Alex Iskold writes, "In the web 1.0 world, understanding what people liked was a voodoo science. Luckily, in these days of blogs and social software, there are fairly definitive ways of measuring what people like. Comments on posts, del.icio.us bookmarks, Technorati links and of course Diggs, are all entries into the fascinating world of social popularity."
Instead of just tracing page views, they looked at the posts they had published which had received the most comments, with the most popular post in this regard receiving 201 comments, almost 100 above the next most-commented-on post.
They found a much different ranking of popularity by looking solely at bookmarks on del.icio.us, and yet a third much different list from digg.
The author concludes, "Using social information to measure user information is an effective way for bloggers to understand what their readers like. It is also possible to use the methods we've outlined here to measure the popularity and effectiveness of pages on a corporate web site."

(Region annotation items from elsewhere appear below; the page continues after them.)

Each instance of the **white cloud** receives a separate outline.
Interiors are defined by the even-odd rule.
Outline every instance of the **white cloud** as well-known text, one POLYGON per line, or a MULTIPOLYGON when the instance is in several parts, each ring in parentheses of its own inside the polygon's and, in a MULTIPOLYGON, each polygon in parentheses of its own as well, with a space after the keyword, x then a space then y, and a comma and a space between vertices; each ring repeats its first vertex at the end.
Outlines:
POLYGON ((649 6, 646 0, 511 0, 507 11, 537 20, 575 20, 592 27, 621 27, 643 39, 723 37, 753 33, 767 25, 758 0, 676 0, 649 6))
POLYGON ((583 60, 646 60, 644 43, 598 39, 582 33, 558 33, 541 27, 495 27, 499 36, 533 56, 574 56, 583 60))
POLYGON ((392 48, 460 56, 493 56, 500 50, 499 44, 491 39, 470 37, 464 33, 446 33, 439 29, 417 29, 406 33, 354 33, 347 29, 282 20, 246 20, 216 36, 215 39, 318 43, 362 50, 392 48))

A similar impulse guides Todd And's Power150, which measures the 150 most popular marketing blogs on the Web. I found out about the site when I realized that this blog was on the list, currently hovering in the early 40s of the Top 150. In Todd's case, he looks at Google placement, Technorati rankings, and Bloglines, along with his own subjective score, to come up with a final list.
The point is that there are many ways to measure popularity, and it is certainly true that page views is not the be-all and end-all. Rather, it is a measure much akin to the counting of impressions for television (although with much better accuracy, one would think), instead of measuring any qualitative relationship with the content.
This idea of finding ways to measure viewer sentiment also takes me back to the editorial from the BBC News Web site I wrote about last July. In that post about the shrinking distance from producer to consumer, I wrote about journalist Daniel Pearl. I wrote that he had written that "readers no longer ever have to contact the station to voice their opinion because sites that track the blogosphere--such as Technorati--can give journalists an immediate barometer of how a story has been received among viewers and some clue as to what directions to follow up, based on audience response."
A more qualitative and nuanced way of understanding how people engage with content is necessary and also becoming more possible on the Web, and these various examples are only beginning to point to the tools and ways of thinking which can help drive a better understanding of how people engage with content online and which content they subsequently find more engaging. Definitely food for thought.